I ordered the guinea pig, as did two of my partners, John Mirau and Bill Tooke. It was served two different ways, both "al horno" or oven roasted. The restaurant had a large clay oven inside the restaurant in full view and we saw them roasting the various cuy dishes.

I was initially disappointed that our cuy came cut-up into pieces, without the head. I'd seen pictures of the cooked rodent, laying on its back, four feet jutting up into the air and the head still on. It just didn't seem like we were getting the full experience. However, I was happily surprised at how good it was. Bill got the cuy with gnocchi and John and I got it with potatoes. The cuy on both plates were prepared differently and tasted different, but I'm not sure what the differences were. Bill's seemed limited to the legs and thighs, As seen below.

John's and my version seemed to include the legs and thighs, as well as rib meat (what little there was of it). My first thought, in eating it, was prairie chicken. The leg bones seemed just about the same size and thickness as prairie chicken I've eaten. It is moist, like a dark meat, and had a wonderful flavor. I really enjoyed it for it's taste and not just for it's oddity. My potatoes were way too dry and I had to ask for butter, but the guinea pig was not inflicted with the same dryness.
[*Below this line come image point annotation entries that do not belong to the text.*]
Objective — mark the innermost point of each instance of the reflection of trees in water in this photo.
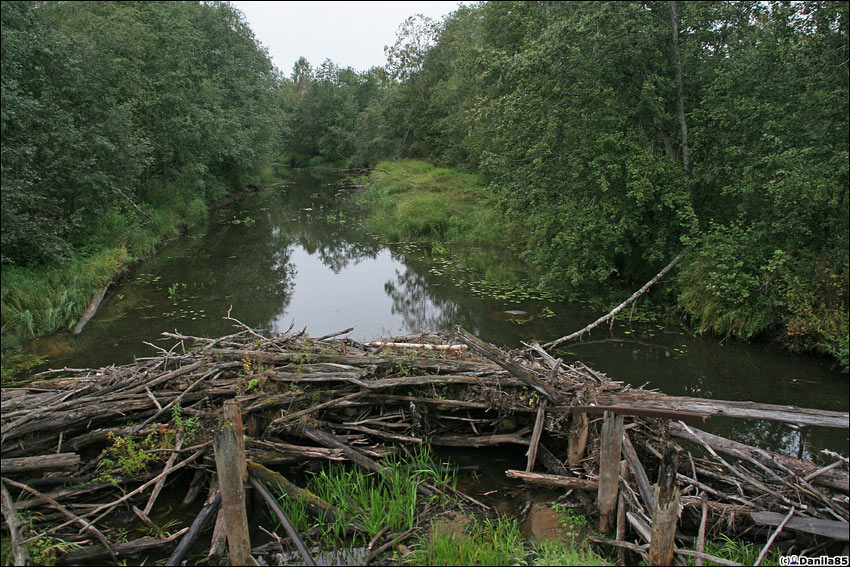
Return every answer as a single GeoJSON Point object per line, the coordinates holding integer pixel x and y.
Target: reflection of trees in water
{"type": "Point", "coordinates": [423, 304]}
{"type": "Point", "coordinates": [805, 443]}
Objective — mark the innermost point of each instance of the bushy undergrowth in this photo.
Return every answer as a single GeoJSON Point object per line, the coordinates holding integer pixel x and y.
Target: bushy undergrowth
{"type": "Point", "coordinates": [728, 288]}
{"type": "Point", "coordinates": [414, 200]}
{"type": "Point", "coordinates": [374, 500]}
{"type": "Point", "coordinates": [39, 302]}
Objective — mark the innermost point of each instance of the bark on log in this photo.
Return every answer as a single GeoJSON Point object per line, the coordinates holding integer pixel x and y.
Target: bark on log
{"type": "Point", "coordinates": [613, 313]}
{"type": "Point", "coordinates": [284, 520]}
{"type": "Point", "coordinates": [16, 526]}
{"type": "Point", "coordinates": [665, 515]}
{"type": "Point", "coordinates": [554, 480]}
{"type": "Point", "coordinates": [644, 487]}
{"type": "Point", "coordinates": [747, 410]}
{"type": "Point", "coordinates": [201, 520]}
{"type": "Point", "coordinates": [577, 440]}
{"type": "Point", "coordinates": [836, 479]}
{"type": "Point", "coordinates": [130, 548]}
{"type": "Point", "coordinates": [55, 462]}
{"type": "Point", "coordinates": [90, 310]}
{"type": "Point", "coordinates": [315, 506]}
{"type": "Point", "coordinates": [229, 444]}
{"type": "Point", "coordinates": [827, 528]}
{"type": "Point", "coordinates": [610, 449]}
{"type": "Point", "coordinates": [515, 369]}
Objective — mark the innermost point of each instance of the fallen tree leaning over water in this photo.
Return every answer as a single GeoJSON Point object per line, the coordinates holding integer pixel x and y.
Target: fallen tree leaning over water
{"type": "Point", "coordinates": [81, 446]}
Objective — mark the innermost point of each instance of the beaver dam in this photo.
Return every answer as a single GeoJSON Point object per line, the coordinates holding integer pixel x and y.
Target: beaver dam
{"type": "Point", "coordinates": [228, 418]}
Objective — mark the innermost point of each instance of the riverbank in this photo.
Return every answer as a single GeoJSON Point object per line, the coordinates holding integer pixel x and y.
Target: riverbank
{"type": "Point", "coordinates": [413, 200]}
{"type": "Point", "coordinates": [41, 301]}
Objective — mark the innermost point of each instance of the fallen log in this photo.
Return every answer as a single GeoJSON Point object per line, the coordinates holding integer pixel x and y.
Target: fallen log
{"type": "Point", "coordinates": [16, 526]}
{"type": "Point", "coordinates": [198, 524]}
{"type": "Point", "coordinates": [613, 313]}
{"type": "Point", "coordinates": [90, 310]}
{"type": "Point", "coordinates": [836, 479]}
{"type": "Point", "coordinates": [41, 463]}
{"type": "Point", "coordinates": [828, 528]}
{"type": "Point", "coordinates": [554, 480]}
{"type": "Point", "coordinates": [130, 548]}
{"type": "Point", "coordinates": [493, 354]}
{"type": "Point", "coordinates": [641, 399]}
{"type": "Point", "coordinates": [284, 520]}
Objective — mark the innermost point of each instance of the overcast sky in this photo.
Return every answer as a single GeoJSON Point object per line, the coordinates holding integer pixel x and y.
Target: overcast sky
{"type": "Point", "coordinates": [351, 34]}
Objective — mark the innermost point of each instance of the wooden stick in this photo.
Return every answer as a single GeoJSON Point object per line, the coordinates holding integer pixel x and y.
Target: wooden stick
{"type": "Point", "coordinates": [496, 356]}
{"type": "Point", "coordinates": [229, 444]}
{"type": "Point", "coordinates": [287, 525]}
{"type": "Point", "coordinates": [610, 448]}
{"type": "Point", "coordinates": [167, 469]}
{"type": "Point", "coordinates": [665, 514]}
{"type": "Point", "coordinates": [773, 537]}
{"type": "Point", "coordinates": [621, 513]}
{"type": "Point", "coordinates": [613, 313]}
{"type": "Point", "coordinates": [535, 436]}
{"type": "Point", "coordinates": [554, 480]}
{"type": "Point", "coordinates": [420, 346]}
{"type": "Point", "coordinates": [74, 518]}
{"type": "Point", "coordinates": [16, 527]}
{"type": "Point", "coordinates": [134, 547]}
{"type": "Point", "coordinates": [200, 521]}
{"type": "Point", "coordinates": [701, 533]}
{"type": "Point", "coordinates": [577, 440]}
{"type": "Point", "coordinates": [639, 472]}
{"type": "Point", "coordinates": [390, 544]}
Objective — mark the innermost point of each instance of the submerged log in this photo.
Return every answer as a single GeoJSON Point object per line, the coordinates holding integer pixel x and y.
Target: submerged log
{"type": "Point", "coordinates": [232, 474]}
{"type": "Point", "coordinates": [493, 354]}
{"type": "Point", "coordinates": [837, 479]}
{"type": "Point", "coordinates": [610, 446]}
{"type": "Point", "coordinates": [640, 399]}
{"type": "Point", "coordinates": [827, 528]}
{"type": "Point", "coordinates": [665, 515]}
{"type": "Point", "coordinates": [554, 480]}
{"type": "Point", "coordinates": [55, 462]}
{"type": "Point", "coordinates": [90, 310]}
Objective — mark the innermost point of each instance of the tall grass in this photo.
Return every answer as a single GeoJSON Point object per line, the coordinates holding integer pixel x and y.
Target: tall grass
{"type": "Point", "coordinates": [38, 302]}
{"type": "Point", "coordinates": [376, 500]}
{"type": "Point", "coordinates": [414, 200]}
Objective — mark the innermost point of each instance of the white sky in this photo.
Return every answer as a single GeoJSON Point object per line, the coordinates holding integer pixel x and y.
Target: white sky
{"type": "Point", "coordinates": [351, 34]}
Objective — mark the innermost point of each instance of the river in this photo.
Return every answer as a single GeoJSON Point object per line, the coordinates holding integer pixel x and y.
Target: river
{"type": "Point", "coordinates": [297, 254]}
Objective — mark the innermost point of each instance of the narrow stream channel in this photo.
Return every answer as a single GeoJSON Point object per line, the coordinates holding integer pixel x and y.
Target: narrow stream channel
{"type": "Point", "coordinates": [296, 254]}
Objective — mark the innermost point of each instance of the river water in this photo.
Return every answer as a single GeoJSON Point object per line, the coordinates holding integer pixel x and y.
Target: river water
{"type": "Point", "coordinates": [296, 254]}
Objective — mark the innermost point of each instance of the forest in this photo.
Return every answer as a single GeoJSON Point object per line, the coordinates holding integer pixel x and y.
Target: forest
{"type": "Point", "coordinates": [612, 135]}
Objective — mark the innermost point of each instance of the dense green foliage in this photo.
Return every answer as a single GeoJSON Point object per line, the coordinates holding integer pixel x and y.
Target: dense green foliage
{"type": "Point", "coordinates": [121, 122]}
{"type": "Point", "coordinates": [611, 134]}
{"type": "Point", "coordinates": [614, 134]}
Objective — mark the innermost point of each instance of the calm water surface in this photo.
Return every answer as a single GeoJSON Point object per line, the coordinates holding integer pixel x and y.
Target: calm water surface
{"type": "Point", "coordinates": [296, 254]}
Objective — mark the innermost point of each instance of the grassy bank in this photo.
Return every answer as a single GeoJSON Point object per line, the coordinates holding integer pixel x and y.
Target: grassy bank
{"type": "Point", "coordinates": [413, 200]}
{"type": "Point", "coordinates": [39, 301]}
{"type": "Point", "coordinates": [801, 302]}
The other unusal dish we had at Incanto was the alpaca. The alpaca is smaller than the domesticated llama and larger than the wild vicuna, which is believed to be the wild ancestor of the alpaca, which was specifically bred for its fiber which is used to make knitted and woven items, much like sheep's wool. Unlike the llama, the alpaca is too small to be used as a pack animal.

Judy and Susan Mirau both ordered the alpaca. Judy's dish was described as a "chinotto risotto" with green and black olives and it was grilled perfectly. It was nice and rare inside with a wonderful grilled taste on the outside. Judy described it as one of the best meats she's ever eaten and really loved it.

I did not have a chance to taste Susan's alpaca dish, but it appeared to be grilled similarly, but was served with a pasta and a creamy white sauce.

I was disappointed that we were not able to try cuy again. I did get another chance to eat alpaca, again in Cusco at a different restaurant. It was a disappointment. It was a thin, overcooked slice that had none of the flavor or moistness of the Incanto dish. I would best describe it as a tough piece of flank steak. It just served to highlight for me how wonderfully prepared the Incanto version was and the Incanto version was also a much better cut of meat.